Very nice...best looking redline frame I have seen to date. 

What pads did you use? I am getting some chatter on my IF/Alpha Q set up that I can't get rid of. Tried three pads - Ritchey Red, Cool stop and some old MTB pads that i had laying around. So far the old MTB pads seem to work the best but still getting a little chatter.

JT


----------



## FatTireFred (Jan 31, 2005)

xxer said:


> The wide yoke(salsa stradle carrier) works great!



I imagine they would work great, but the question was more like, is the wide yoke _necessary_ with the high profile Paul's Neos? Methinks not, having never seen them used together before.


----------



## CFBlue (Jun 28, 1999)

I recently got a 49cm myself, been able to put a few pratice sessions in as well as one race. I feel Redline did their homework on this one, it rides very smooth and handles very predictbly, there no hint of toe overlap at all. The bike built up right at 18 due to the heavy wheels I ride. One note, it does have a tall headtube for a 49cm bike so you will not need to use much in the way of spacers if you put cable hanger in place. My last bike was a Major Jake which is also Scandium but I think the Redline has more snap when you stand up and go!!


----------



## dyg2001 (Sep 23, 2004)

FatTireFred said:


> I imagine they would work great, but the question was more like, is the wide yoke _necessary_ with the high profile Paul's Neos? Methinks not, having never seen them used together before.


No, it is not necessary.


----------



## GONE4ARIDE (Mar 19, 2003)

xxer,

What are you using for a chainstay protector? It looks chunky in the pic.


----------



## xxer (Jun 7, 2005)

I bought it off of ebay for $20, it's most likely a homemade job. I've done three races so far without any problems, no chain drops at all. It's light too, it could be lighter with some cutouts but the price was right.


----------



## pimpbot (Jan 22, 2004)

*frickin google bringing back old threads!*



xxer said:


> I bought it off of ebay for $20, it's most likely a homemade job. I've done three races so far without any problems, no chain drops at all. It's light too, it could be lighter with some cutouts but the price was right.

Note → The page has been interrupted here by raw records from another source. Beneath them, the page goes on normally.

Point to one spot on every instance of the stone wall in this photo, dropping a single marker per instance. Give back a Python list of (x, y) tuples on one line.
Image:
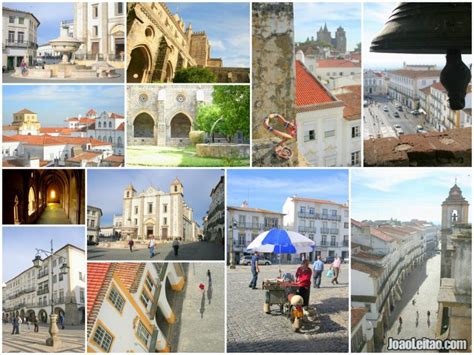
[(273, 62), (449, 148)]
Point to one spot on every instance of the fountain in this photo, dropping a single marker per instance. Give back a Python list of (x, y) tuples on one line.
[(67, 68)]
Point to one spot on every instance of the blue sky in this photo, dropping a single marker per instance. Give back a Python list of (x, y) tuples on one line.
[(269, 188), (55, 103), (375, 17), (48, 14), (309, 17), (405, 193), (226, 24), (20, 243), (105, 188)]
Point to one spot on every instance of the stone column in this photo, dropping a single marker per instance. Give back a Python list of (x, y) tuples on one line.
[(273, 77)]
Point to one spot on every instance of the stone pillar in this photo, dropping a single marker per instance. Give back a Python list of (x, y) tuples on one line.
[(273, 78)]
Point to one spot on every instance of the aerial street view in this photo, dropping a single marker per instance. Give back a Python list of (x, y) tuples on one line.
[(417, 85), (411, 261), (39, 196), (306, 84), (188, 43), (188, 125), (155, 307), (63, 42), (43, 301), (155, 215), (87, 131), (287, 245)]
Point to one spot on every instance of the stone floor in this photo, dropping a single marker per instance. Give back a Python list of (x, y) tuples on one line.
[(200, 326), (163, 251), (249, 329), (27, 341), (53, 214), (420, 285)]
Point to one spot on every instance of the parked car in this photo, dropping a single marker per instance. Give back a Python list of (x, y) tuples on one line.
[(247, 260)]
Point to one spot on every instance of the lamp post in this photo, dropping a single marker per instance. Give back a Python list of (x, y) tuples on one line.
[(38, 262)]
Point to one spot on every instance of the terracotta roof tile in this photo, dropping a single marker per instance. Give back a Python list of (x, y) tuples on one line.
[(309, 91)]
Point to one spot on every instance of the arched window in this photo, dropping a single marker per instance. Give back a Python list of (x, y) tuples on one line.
[(31, 201)]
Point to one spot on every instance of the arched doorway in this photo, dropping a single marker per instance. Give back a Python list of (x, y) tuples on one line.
[(143, 126), (180, 126), (140, 65)]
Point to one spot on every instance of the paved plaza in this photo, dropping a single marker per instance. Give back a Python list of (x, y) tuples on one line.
[(421, 285), (249, 329), (30, 342), (163, 251), (200, 326)]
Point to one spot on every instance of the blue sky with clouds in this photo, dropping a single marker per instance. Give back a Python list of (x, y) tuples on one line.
[(269, 188), (405, 193), (375, 17), (55, 103), (105, 187), (309, 17), (226, 24), (19, 245), (48, 14)]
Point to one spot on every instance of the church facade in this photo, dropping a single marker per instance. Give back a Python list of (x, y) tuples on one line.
[(164, 215), (163, 115)]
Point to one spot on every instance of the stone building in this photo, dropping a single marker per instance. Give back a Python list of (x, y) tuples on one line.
[(28, 294), (129, 306), (101, 29), (93, 223), (28, 194), (20, 40), (159, 44), (163, 115), (164, 215)]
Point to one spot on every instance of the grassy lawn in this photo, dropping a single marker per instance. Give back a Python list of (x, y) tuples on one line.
[(145, 155)]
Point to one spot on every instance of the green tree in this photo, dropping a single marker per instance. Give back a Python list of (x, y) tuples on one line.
[(194, 75)]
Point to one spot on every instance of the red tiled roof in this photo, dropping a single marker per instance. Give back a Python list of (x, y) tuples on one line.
[(309, 91), (96, 273), (336, 63), (356, 315)]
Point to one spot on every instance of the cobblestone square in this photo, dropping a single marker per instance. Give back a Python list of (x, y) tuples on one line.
[(249, 329)]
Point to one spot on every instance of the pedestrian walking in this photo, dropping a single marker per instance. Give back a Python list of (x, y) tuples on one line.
[(151, 246), (61, 320), (255, 269), (176, 247), (35, 323), (318, 268), (336, 266)]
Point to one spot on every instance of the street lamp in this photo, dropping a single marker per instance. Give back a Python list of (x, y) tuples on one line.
[(38, 262)]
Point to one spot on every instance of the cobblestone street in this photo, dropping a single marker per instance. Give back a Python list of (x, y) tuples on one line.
[(249, 329), (30, 342)]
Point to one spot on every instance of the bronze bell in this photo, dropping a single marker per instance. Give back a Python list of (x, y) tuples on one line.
[(432, 28)]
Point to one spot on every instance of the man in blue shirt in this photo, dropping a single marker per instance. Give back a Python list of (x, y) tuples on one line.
[(255, 270), (318, 268)]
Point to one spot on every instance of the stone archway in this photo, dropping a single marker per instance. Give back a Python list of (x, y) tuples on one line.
[(143, 126), (139, 67), (180, 126)]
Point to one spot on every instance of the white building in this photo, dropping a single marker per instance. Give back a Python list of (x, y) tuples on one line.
[(28, 294), (93, 223), (325, 222), (153, 212), (128, 307), (244, 224), (328, 124), (19, 37), (101, 29)]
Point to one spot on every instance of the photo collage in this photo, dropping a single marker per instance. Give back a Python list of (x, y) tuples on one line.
[(236, 177)]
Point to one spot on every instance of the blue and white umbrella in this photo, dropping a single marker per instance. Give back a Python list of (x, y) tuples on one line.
[(280, 241)]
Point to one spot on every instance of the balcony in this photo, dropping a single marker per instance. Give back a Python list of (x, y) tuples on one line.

I'm considering a Conquest Frame (regular, not pro... I'm broke!) and fork to build as a commuter/touring bike, and was wondering if it had pannier rack bosses. Does it have mounts for regular brake calipers? 

The reason I ask is that I currently have a Giant TCR that is too small for me, and is quite squirelly, especially at speed. I'm hoping to get the frame and fork, and move my as many of my current grouppo (krappo, really) to the new frame with a minimal of shopping.

So yeah, my intention is to use this bike primarily for commuting, and the occasional road ride. I might consider some CX if I get a durable enough wheelset and canti brakes (maybe even discs!).


----------



## dosbikers (Jun 21, 2006)

Nice looking ride xxer. What's the chainstay clearance like? Wide enough for 38s?


----------